Turning 40 is not supposed to be such a big deal, or so John Longenecker thought.
The Oscar-winning movie producer was prepared to face mid-life crises, but he was not ready for the one that struck on Feb. 16, just hours before a surprise birthday party was to held in his honor.
Longenecker, who won an Oscar in 1970 for producing the best short film, "The Resurrection of Broncho Billy," was arrested and spent several hours behind bars in a Beverly Hills jail cell.
When asked by a police officer if he knew why he was taken into custody, Longenecker replied: "I don't know. The only thing I have ever been guilty of is getting a parking ticket."
He was right.
Longenecker had failed to complete court-ordered payments on $3,400 in fines and penalties for 114 parking tickets in 1984-85, issued for illegally parking on city streets between 2:30 and 5 a.m.
Lobbied for Permits
Ironically, Longenecker, who parked on the street because his nine-unit apartment building did not provide a garage space, was one of many tenants who successfully lobbied the City Council in 1985 to provide special permits to park on the street.

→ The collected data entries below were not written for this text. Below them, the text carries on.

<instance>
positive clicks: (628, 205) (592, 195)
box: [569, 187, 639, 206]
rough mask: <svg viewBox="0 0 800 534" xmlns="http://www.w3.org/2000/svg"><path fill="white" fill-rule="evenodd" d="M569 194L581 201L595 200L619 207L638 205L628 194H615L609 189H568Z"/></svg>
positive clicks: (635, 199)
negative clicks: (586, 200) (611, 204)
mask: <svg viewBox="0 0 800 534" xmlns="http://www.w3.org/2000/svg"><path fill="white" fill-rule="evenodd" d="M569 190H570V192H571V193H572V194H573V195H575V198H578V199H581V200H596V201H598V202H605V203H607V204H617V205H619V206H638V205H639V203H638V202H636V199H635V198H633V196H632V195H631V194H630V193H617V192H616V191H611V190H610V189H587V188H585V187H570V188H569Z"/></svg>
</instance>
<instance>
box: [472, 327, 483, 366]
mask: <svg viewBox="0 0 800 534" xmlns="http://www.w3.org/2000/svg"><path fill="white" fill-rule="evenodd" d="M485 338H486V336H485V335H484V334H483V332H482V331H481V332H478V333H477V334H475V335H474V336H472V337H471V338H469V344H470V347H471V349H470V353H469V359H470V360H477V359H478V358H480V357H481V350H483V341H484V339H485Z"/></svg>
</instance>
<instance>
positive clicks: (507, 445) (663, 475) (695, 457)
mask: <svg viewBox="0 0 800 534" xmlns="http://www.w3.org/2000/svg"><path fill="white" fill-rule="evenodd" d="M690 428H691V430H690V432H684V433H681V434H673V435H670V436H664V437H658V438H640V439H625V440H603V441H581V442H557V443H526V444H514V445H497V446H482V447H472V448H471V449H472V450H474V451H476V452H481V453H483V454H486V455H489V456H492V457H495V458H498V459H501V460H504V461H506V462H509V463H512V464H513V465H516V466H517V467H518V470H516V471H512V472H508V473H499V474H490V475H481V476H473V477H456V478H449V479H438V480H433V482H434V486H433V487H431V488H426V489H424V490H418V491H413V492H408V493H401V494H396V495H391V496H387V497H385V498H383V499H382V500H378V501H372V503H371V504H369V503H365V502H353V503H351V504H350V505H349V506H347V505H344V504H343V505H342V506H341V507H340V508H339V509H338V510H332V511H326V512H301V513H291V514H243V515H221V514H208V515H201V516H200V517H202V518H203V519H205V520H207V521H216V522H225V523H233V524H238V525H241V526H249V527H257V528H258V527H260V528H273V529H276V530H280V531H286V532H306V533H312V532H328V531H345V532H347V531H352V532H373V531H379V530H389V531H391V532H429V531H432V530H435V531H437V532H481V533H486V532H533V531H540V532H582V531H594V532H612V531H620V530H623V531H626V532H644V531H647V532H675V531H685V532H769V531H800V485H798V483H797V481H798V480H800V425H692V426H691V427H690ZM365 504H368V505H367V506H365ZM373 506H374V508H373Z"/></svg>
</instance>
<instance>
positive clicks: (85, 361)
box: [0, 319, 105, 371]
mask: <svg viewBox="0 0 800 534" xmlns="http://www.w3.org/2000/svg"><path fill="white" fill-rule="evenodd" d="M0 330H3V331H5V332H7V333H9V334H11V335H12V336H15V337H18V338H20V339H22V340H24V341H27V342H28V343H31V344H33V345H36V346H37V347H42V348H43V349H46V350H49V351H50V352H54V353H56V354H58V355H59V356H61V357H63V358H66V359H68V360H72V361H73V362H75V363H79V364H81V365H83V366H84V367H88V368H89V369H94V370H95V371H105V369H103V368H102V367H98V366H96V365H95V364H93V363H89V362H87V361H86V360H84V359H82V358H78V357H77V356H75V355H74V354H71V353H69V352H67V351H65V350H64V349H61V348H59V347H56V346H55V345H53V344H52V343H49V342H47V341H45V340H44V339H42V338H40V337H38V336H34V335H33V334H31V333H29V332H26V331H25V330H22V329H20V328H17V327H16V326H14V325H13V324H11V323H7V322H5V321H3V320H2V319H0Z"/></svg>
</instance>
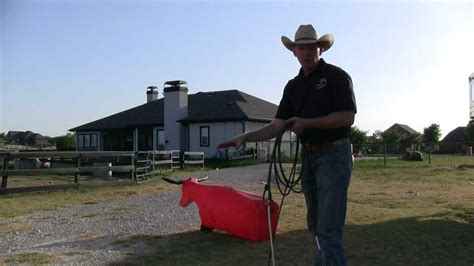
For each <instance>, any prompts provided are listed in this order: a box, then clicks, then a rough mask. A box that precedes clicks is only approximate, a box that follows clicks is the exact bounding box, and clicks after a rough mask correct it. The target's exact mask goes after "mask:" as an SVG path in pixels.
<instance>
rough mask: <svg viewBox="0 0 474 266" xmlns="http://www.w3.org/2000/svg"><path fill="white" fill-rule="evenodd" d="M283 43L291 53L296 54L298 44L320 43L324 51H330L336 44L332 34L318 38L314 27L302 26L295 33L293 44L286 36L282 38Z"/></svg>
mask: <svg viewBox="0 0 474 266" xmlns="http://www.w3.org/2000/svg"><path fill="white" fill-rule="evenodd" d="M281 42H282V43H283V45H284V46H285V47H286V48H287V49H288V50H290V51H292V52H294V49H295V46H296V45H297V44H308V43H318V44H319V47H321V48H323V49H324V51H327V50H329V48H331V46H332V44H333V43H334V36H333V35H332V34H330V33H329V34H325V35H323V36H321V38H318V33H317V32H316V30H315V29H314V28H313V25H311V24H309V25H300V26H299V27H298V30H297V31H296V33H295V41H294V42H293V41H292V40H290V39H289V38H288V37H286V36H281Z"/></svg>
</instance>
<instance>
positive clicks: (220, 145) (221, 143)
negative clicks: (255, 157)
mask: <svg viewBox="0 0 474 266" xmlns="http://www.w3.org/2000/svg"><path fill="white" fill-rule="evenodd" d="M243 143H244V141H243V140H242V138H241V137H236V138H233V139H231V140H229V141H227V142H224V143H221V144H219V145H217V148H218V149H224V148H229V147H235V148H236V149H238V148H239V147H240V146H241V145H242V144H243Z"/></svg>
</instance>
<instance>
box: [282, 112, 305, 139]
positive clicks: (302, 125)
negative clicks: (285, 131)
mask: <svg viewBox="0 0 474 266" xmlns="http://www.w3.org/2000/svg"><path fill="white" fill-rule="evenodd" d="M286 124H291V125H292V126H291V127H290V129H291V131H293V132H295V133H296V135H299V134H300V133H301V132H302V131H303V129H304V127H305V124H304V119H303V118H301V117H297V116H294V117H292V118H290V119H288V120H287V121H286Z"/></svg>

Before the change, residents without spaces were forced to park in empty commercial parking lots or across the border in Los Angeles. Longenecker defied the law and began parking on the street after a mugger confronted him late one night in an empty bank lot.
After the law changed, Longenecker said, he thought his fines would be forgiven. But they were not. A warrant was issued for his arrest after he stopped the $40-a-week payments he had agreed to make.
It all caught up with him on Feb. 16.
That day, Longenecker said, getting arrested was the last thing on his mind.
'Had to Take Me In'
Dressed in tattered jeans and a worn-out sweat shirt, he was vacuuming his white 1968 Eldorado near the alley in back of his apartment building when a policewoman drove up and asked him to identify himself. A routine computer check found that a warrant had been issued for his arrest.
"The policewoman was very polite, but she said she still had to take me in," he recalled.
He was frisked and handcuffed before being taken to the station in a patrol car. Once there, he was led down a ramp and up an elevator and through a number of locked doors before being booked and fingerprinted.
"It was a place that you know instantly that you cannot get out of," he said. "The police treated me very, very seriously. This was not fun.
"They told me I had to come up with $500 to get out, but they wouldn't take my American Express card. So I had to call my friends for help."
But Longenecker's friends were out preparing for his surprise birthday party.
'Reach Me at Jail'
"I kept getting their taped messages. I said: 'Happy birthday, you can reach me at the Beverly Hills jail. I need $500 to get out,' and I left the phone number."
He left several messages before an officer led him to an empty cell.
"At dinner time, they served a great birthday meal of Salisbury steak, mashed potatoes and a glass of orange Tang," Longenecker said.
Nearly eight hours passed before a friend arrived to bail him out. He was ordered to return to court on March 16 for a hearing.
Longenecker went home, showered and changed clothes. He went to his birthday party, which by then was not such a surprise.
At the court hearing, Sheldon Sacks, Longenecker's attorney, argued that his client had suffered enough. He asked that the remaining fines owed on the parking tickets be dismissed.
"He should have obeyed the law, but his life was threatened," the attorney said. "He got out of his car one day and a man held a gun to his head. After that, he didn't want to take the risk."
Sacks also asked the court to take into account the hundreds of hours that Longenecker has volunteered for Concern for Tenants Rights, a tenants organization, and other community efforts to improve parking in the city.
Beverly Hills Judge Pro Tem Richard E. Ungar dismissed the warrant last week and said that Longenecker's community service satisfied the fine.
"I felt like I had a chance to right a wrong and it felt good," Ungar said.
Ungar said that a few years back he was in a similar predicament. He said he lived in a Beverly Hills apartment that had a garage that entered onto a dark alley.
"There were a lot of problems with this particular alley so I refused to park in the garage late at night," he said. "Well, after a while I had a lot of parking tickets and when I went before the judge, I asked for the option to pay the fine in community service and he agreed."